Reputation: 987
I have a timestamp that I'm trying to insert into postgres using psycopg, but I'm having trouble getting things to work out and I think it's because I'm trying to use python's string formatting to drop the date into the right position. I have something like this
values = {"timestamp": u'2016-03-01T12:40:45.236697', ...}
"INSERT...VALUES(...{timestamp}...)".format(**values)
Postgres is tripping up on the "T", throwing a syntax error.

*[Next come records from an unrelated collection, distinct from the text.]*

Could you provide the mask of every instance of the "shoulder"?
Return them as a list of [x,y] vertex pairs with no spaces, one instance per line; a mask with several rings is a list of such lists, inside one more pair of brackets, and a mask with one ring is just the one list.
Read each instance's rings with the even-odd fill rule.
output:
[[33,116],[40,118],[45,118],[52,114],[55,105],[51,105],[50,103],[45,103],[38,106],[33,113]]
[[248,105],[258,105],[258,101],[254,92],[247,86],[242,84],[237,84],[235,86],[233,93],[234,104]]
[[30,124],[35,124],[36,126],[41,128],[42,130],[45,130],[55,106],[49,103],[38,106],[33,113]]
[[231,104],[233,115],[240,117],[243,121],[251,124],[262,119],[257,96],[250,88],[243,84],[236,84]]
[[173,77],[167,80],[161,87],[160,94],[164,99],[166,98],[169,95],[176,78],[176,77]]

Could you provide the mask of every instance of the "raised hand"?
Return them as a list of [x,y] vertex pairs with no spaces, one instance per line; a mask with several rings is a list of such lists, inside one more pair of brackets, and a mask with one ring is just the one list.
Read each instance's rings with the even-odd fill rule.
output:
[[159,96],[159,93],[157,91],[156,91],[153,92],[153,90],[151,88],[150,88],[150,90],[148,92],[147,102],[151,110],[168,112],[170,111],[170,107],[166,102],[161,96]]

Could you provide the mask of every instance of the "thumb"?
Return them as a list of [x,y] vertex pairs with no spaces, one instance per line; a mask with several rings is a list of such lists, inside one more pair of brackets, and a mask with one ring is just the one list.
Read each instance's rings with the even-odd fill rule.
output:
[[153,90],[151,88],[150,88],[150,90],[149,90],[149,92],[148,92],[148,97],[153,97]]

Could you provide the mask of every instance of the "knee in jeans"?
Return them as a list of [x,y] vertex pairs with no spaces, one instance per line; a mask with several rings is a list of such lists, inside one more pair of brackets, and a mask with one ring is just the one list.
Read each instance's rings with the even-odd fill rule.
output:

I've tried converting the string to a datetime object, but then the formatting just puts it back into a string that looks like this
2016-03-01 12:40:45.236697
and postgres hangs up on the space. I've tried to use PGs to_timestamp(), but PG hangs up in the same places. I'll end up with a few of these and I'm trying to avoid breaking this out into several strings that I have to concat back together. Does anyone have any ideas? I can manipulate the original timestamp string if I need to, but I can't figure out what that string should look like to make PG happy.
Thanks in advance
Upvotes: 2
Views: 6761
Reputation: 169544
You should not format your string like that. As Ilja mentions in a comment you are vulnerable to SQL Injection attacks that way. You should instead pass the dictionary as the second argument to .execute()
, e.g.:
import datetime as dt
t = u'2016-03-01T12:40:45.236697'
cur.execute(
"""INSERT INTO your_table (timestamp, ...)
VALUES (%(timestamp)s, ...);""",
{'timestamp': dt.datetime.strptime(t,'%Y-%m-%dT%H:%M:%S.%f'), ...})
This ensures that the correct datatype is inserted and psycopg2 handles the escaping for you.